Negócios para abrir com pouco dinheiro: o filtro antes da ideia
A ideia raramente é o gargalo: o gargalo é o custo de descobrir se alguém paga. Veja o filtro que separa negócio barato de negócio caro e cinco caminhos que passam nele.
"Negócio para abrir com pouco dinheiro" costuma virar uma lista de ideias soltas. O problema é que a ideia quase nunca é o gargalo. O gargalo é o custo de descobrir se existe alguém disposto a pagar.
Este artigo trata das duas coisas: quais características tornam um negócio barato de começar, e cinco caminhos que atendem a esses critérios. Não é lista de "fique rico", é um filtro para escolher onde arriscar pouco enquanto se aprende.
O que torna um negócio barato de começar
Quatro características derrubam o custo de entrada, e vale usá-las como filtro para qualquer ideia.
- Não exige estoque. Serviço e produto digital não imobilizam capital em mercadoria que pode não vender.
- Não exige ponto comercial. Aluguel é custo fixo que corre antes do primeiro cliente.
- Vende antes de produzir. Modelos sob encomenda invertem o fluxo de caixa a seu favor.
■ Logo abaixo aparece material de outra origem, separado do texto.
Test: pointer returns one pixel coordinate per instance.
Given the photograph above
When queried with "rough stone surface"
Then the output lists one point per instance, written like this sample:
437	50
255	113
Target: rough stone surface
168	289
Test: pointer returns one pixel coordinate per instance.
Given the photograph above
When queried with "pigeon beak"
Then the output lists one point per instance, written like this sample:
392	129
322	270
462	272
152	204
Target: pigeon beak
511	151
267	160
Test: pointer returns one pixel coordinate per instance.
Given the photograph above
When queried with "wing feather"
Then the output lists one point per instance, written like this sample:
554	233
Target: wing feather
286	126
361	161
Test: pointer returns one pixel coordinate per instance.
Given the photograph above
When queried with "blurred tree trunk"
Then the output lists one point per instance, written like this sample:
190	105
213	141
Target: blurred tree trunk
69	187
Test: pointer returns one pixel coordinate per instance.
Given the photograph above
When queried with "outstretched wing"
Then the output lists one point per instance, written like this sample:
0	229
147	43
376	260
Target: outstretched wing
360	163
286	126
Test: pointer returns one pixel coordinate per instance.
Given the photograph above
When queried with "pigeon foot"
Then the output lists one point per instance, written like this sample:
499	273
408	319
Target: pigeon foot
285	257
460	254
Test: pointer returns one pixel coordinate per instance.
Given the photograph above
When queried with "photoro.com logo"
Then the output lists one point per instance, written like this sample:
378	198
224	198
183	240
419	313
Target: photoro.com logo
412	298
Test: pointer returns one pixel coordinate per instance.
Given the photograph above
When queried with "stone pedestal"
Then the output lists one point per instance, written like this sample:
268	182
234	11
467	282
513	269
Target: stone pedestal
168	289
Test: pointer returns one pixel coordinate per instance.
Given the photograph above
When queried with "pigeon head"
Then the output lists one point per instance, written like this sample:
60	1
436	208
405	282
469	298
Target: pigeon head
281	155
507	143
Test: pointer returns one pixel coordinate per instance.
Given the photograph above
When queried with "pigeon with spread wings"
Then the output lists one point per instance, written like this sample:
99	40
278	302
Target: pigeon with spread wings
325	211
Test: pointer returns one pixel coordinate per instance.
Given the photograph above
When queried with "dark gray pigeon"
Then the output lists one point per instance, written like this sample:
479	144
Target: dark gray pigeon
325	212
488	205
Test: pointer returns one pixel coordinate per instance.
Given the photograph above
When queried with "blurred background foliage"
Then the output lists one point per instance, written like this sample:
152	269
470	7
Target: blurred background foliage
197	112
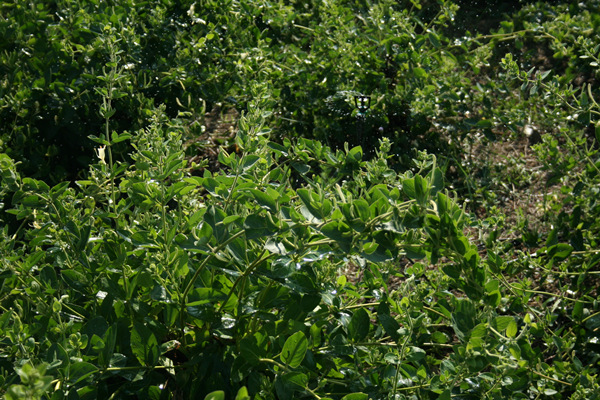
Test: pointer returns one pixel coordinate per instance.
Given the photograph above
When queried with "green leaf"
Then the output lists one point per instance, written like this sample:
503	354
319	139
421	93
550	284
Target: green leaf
264	200
420	73
502	322
144	344
560	251
362	209
296	378
242	394
356	396
434	40
390	325
216	395
80	371
359	325
294	349
463	318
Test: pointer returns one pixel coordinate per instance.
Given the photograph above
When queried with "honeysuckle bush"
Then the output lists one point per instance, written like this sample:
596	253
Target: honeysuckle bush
295	272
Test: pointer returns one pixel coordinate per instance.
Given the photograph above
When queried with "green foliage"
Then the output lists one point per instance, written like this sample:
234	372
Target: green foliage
298	269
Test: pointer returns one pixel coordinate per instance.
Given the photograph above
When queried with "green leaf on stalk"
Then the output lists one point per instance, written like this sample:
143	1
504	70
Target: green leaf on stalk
294	349
80	371
356	396
359	325
216	395
144	344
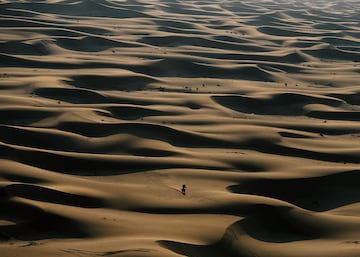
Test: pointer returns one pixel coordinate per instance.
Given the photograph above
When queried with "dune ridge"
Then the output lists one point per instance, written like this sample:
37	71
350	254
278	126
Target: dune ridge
108	107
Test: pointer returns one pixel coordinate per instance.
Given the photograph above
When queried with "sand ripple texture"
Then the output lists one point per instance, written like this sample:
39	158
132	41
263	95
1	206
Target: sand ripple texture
108	107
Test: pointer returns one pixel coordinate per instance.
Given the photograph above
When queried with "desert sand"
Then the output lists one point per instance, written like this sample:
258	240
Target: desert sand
108	107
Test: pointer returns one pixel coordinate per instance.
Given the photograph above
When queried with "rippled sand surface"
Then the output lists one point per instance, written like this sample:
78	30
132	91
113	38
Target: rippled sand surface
108	107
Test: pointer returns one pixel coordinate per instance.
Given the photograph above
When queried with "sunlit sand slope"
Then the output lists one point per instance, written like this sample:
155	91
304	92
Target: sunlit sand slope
108	107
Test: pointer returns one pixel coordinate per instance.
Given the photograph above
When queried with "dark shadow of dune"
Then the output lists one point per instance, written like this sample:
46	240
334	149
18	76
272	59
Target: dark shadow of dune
44	194
24	115
317	194
33	223
97	82
72	95
263	223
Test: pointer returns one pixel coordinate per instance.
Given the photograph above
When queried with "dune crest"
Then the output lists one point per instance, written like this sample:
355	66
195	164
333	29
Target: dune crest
109	107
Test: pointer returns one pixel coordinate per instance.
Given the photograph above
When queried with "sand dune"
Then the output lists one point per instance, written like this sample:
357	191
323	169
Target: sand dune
108	107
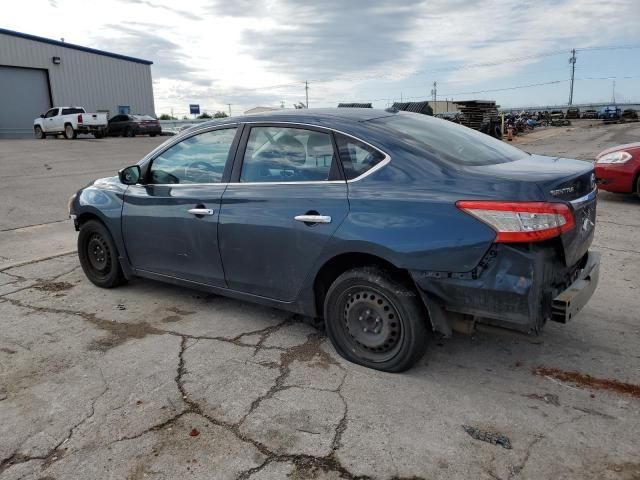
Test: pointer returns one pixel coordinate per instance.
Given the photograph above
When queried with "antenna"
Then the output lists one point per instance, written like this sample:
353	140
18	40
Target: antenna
572	61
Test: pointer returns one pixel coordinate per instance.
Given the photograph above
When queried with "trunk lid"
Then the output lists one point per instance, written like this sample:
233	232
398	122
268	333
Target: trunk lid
558	180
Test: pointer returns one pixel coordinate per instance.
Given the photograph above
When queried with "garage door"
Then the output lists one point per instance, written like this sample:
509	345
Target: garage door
24	95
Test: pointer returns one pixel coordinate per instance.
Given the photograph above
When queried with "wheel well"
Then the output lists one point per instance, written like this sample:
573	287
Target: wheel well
335	267
85	217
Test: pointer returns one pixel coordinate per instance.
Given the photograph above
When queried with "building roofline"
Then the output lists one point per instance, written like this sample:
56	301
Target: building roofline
58	43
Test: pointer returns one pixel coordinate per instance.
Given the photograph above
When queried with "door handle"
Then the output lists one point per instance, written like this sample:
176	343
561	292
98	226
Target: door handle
200	211
313	218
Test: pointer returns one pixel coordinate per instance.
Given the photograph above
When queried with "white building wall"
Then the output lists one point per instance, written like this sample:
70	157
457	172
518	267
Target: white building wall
90	80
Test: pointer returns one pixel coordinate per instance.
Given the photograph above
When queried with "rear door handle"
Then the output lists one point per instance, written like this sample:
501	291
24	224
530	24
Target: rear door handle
313	218
200	211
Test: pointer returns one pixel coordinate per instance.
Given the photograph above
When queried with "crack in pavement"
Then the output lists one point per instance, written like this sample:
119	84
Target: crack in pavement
518	468
38	260
55	452
308	351
12	229
622	250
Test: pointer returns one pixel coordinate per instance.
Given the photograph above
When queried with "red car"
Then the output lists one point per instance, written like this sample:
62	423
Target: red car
618	169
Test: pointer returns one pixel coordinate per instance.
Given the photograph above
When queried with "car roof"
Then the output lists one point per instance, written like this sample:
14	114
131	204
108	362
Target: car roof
318	116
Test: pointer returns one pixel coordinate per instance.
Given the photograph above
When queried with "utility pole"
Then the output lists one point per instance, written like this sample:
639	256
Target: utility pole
613	93
434	94
572	61
306	92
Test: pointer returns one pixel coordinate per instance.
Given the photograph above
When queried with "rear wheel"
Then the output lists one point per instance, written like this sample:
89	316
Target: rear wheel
69	132
98	255
375	320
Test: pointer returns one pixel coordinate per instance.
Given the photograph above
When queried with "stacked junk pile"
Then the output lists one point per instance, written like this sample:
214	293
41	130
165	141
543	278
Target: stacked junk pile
481	115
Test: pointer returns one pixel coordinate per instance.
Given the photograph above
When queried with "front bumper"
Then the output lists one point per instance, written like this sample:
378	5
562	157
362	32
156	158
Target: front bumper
518	288
91	128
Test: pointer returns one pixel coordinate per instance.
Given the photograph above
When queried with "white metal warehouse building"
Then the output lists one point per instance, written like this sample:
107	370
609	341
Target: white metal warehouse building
37	73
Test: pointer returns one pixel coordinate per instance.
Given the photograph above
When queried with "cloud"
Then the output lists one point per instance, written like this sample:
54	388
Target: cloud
140	40
322	39
155	5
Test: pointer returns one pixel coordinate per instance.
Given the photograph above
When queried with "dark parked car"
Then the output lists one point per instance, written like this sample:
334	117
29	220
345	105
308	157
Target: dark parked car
573	112
132	125
610	113
385	225
590	114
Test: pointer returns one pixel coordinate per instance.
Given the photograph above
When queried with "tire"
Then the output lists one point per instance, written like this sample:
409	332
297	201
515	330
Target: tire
99	256
69	132
375	320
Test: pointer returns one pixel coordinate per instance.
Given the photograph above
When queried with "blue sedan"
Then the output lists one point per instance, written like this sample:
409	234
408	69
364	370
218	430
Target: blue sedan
385	226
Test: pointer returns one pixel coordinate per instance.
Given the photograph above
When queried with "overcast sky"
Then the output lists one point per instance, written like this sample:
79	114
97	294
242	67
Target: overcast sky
248	53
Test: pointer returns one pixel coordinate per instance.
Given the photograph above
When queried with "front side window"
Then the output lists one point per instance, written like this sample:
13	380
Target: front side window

- Usa competência que você já tem. Reduz o tempo até a primeira venda, que é o recurso mais escasso no início.
Repare que nenhuma delas fala do produto em si. São características de modelo, e é por isso que servem de filtro: a mesma ideia pode ser cara ou barata dependendo de como você a estrutura.
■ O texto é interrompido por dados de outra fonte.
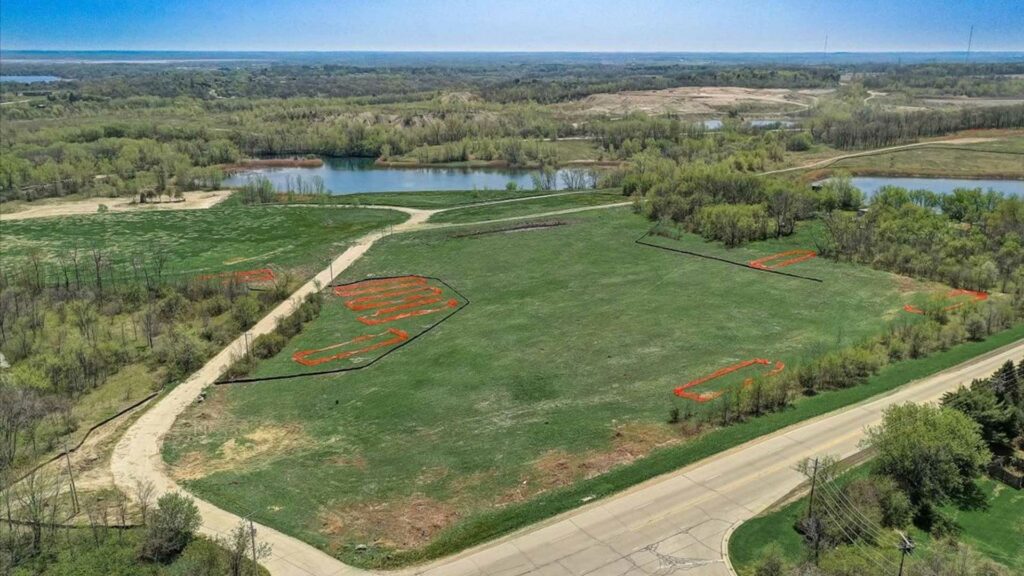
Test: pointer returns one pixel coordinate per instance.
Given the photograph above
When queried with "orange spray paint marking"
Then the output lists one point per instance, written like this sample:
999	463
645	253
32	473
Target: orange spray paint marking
683	391
379	300
374	321
374	286
397	336
242	276
769	262
976	296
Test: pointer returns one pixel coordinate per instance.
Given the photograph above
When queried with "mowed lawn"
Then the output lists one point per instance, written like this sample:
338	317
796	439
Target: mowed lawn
222	238
561	366
556	202
993	530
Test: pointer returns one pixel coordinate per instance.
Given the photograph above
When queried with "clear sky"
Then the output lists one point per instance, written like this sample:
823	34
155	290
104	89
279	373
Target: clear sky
512	25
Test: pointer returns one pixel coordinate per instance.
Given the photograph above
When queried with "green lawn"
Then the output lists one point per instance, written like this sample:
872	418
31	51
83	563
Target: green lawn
338	326
993	531
561	366
222	238
426	200
534	206
944	160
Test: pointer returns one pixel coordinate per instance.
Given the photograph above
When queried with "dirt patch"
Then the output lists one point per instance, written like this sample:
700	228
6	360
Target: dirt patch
410	523
557	468
45	209
696	100
261	444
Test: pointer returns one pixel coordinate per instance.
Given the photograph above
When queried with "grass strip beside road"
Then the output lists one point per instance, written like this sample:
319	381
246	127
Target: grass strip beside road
492	525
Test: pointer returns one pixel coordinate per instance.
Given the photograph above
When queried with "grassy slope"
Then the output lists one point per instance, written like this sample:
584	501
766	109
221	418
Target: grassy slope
228	237
525	207
994	531
570	332
936	161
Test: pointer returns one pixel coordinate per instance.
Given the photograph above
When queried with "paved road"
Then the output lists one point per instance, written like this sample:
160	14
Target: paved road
676	524
680	523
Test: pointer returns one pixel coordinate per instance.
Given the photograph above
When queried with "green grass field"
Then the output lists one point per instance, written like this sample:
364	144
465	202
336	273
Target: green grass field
1004	158
432	200
222	238
525	207
561	368
338	329
994	531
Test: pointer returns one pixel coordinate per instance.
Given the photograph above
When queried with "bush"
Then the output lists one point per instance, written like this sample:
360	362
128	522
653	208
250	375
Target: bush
182	353
171	528
268	344
246	312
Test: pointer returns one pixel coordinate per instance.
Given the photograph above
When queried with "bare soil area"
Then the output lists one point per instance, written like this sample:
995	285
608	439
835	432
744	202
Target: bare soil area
697	100
46	209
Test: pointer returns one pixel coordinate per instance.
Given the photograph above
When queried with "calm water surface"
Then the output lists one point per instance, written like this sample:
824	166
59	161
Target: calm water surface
29	79
351	175
870	184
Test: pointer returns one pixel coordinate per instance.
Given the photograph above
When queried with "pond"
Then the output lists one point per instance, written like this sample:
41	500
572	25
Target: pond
351	175
870	184
29	79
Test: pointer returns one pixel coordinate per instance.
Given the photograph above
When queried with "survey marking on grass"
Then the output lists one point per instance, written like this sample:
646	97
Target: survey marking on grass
958	293
359	324
782	259
259	276
648	239
685	391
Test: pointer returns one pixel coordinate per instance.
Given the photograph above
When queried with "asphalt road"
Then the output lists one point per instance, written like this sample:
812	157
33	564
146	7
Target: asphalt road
678	523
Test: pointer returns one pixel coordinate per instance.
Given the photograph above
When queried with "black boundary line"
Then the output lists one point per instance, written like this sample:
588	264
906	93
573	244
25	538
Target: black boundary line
733	262
523	225
91	429
379	358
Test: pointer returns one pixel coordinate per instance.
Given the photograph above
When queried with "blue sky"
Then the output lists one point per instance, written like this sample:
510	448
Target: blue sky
512	25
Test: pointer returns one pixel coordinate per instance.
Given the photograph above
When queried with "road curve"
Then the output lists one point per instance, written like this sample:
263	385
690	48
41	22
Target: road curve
137	457
678	522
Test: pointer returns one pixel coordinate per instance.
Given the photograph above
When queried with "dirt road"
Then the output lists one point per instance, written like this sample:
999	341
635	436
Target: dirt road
679	522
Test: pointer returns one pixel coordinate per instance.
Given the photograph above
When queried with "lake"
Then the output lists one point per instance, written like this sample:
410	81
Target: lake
870	184
351	175
29	79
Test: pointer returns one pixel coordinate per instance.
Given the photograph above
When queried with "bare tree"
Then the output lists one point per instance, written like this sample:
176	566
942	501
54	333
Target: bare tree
242	543
143	496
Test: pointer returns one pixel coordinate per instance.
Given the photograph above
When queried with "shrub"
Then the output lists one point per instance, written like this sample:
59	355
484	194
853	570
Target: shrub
268	344
246	312
171	528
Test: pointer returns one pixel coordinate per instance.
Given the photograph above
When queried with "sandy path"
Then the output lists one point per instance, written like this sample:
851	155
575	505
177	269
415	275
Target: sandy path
193	201
833	160
137	454
683	518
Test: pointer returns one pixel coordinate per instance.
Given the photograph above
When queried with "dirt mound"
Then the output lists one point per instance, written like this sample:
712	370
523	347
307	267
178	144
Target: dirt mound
696	100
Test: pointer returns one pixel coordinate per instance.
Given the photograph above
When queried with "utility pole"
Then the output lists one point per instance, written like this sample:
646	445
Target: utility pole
71	475
252	536
816	526
905	546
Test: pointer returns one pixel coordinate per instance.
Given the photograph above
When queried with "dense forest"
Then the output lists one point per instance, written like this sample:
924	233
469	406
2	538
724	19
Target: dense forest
147	129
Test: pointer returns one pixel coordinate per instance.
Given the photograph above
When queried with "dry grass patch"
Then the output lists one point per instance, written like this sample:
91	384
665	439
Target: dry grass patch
404	524
263	443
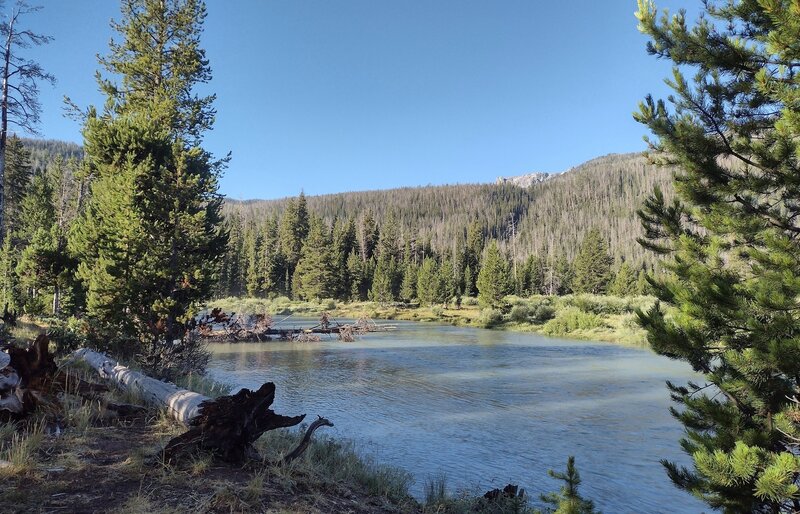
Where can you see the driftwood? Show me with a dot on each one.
(509, 492)
(226, 426)
(319, 422)
(30, 377)
(182, 405)
(217, 326)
Cinco caminhos que atendem aos critérios
Prestação de serviço na sua área de formação. Consultoria, projeto, assessoria. Custo inicial próximo de zero e o preço reflete o que você já sabe. É o caminho mais direto para quem tem experiência acumulada.
Produção sob encomenda. Alimentação, artesanato, costura, marcenaria. Você compra insumo depois do pedido, o que elimina o risco de estoque parado.
Serviço de manutenção e reparo. Demanda constante, ferramenta como investimento único e atendimento no local do cliente, sem ponto comercial.
Ensino e treinamento. Aula particular, curso, mentoria. Escala bem e transforma conhecimento em receita sem custo de material relevante.
Intermediação e representação. Você conecta quem vende a quem compra e ganha comissão, sem comprar mercadoria.
Os cinco têm algo em comum: é possível testar em pequena escala antes de comprometer dinheiro. Essa é a característica que realmente importa, mais que o setor.
A conta que quase ninguém faz
Começar barato não é o mesmo que começar sem conta. Três números decidem se o negócio se sustenta.
Custo por unidade vendida. Inclua o seu tempo. Serviço que consome oito horas e cobra o preço de duas destrói valor, mesmo parecendo lucrativo por não ter custo de material.
Ponto de equilíbrio. Quantas vendas por mês cobrem os custos fixos. Se o número for maior que a sua capacidade de atendimento, o modelo não fecha, e é melhor descobrir isso no papel.
Prazo até a primeira receita. Quanto tempo você aguenta sem faturar. Esse número define o tamanho do risco que você pode correr, e costuma ser o que separa quem persiste de quem desiste no terceiro mês.
Formalizar desde o começo compensa
Para a maior parte desses caminhos, o MEI resolve a formalização com custo baixo. A abertura é gratuita e a contribuição mensal fica na casa de R$ 82 a R$ 87, conforme a atividade, dando CNPJ, direito a emitir nota fiscal e cobertura previdenciária.
O limite de faturamento é de R$ 81 mil por ano, e vale conhecer as regras atualizadas no portal do governo antes de decidir. Para quem está começando, formalizar cedo costuma abrir portas que a informalidade fecha: vender para empresa, participar de licitação e acessar crédito com condições melhores.
E antes de investir em estrutura, vale testar a hipótese mais barata possível. É o que o método Lean Startup propõe: descobrir se existe cliente antes de construir a operação inteira.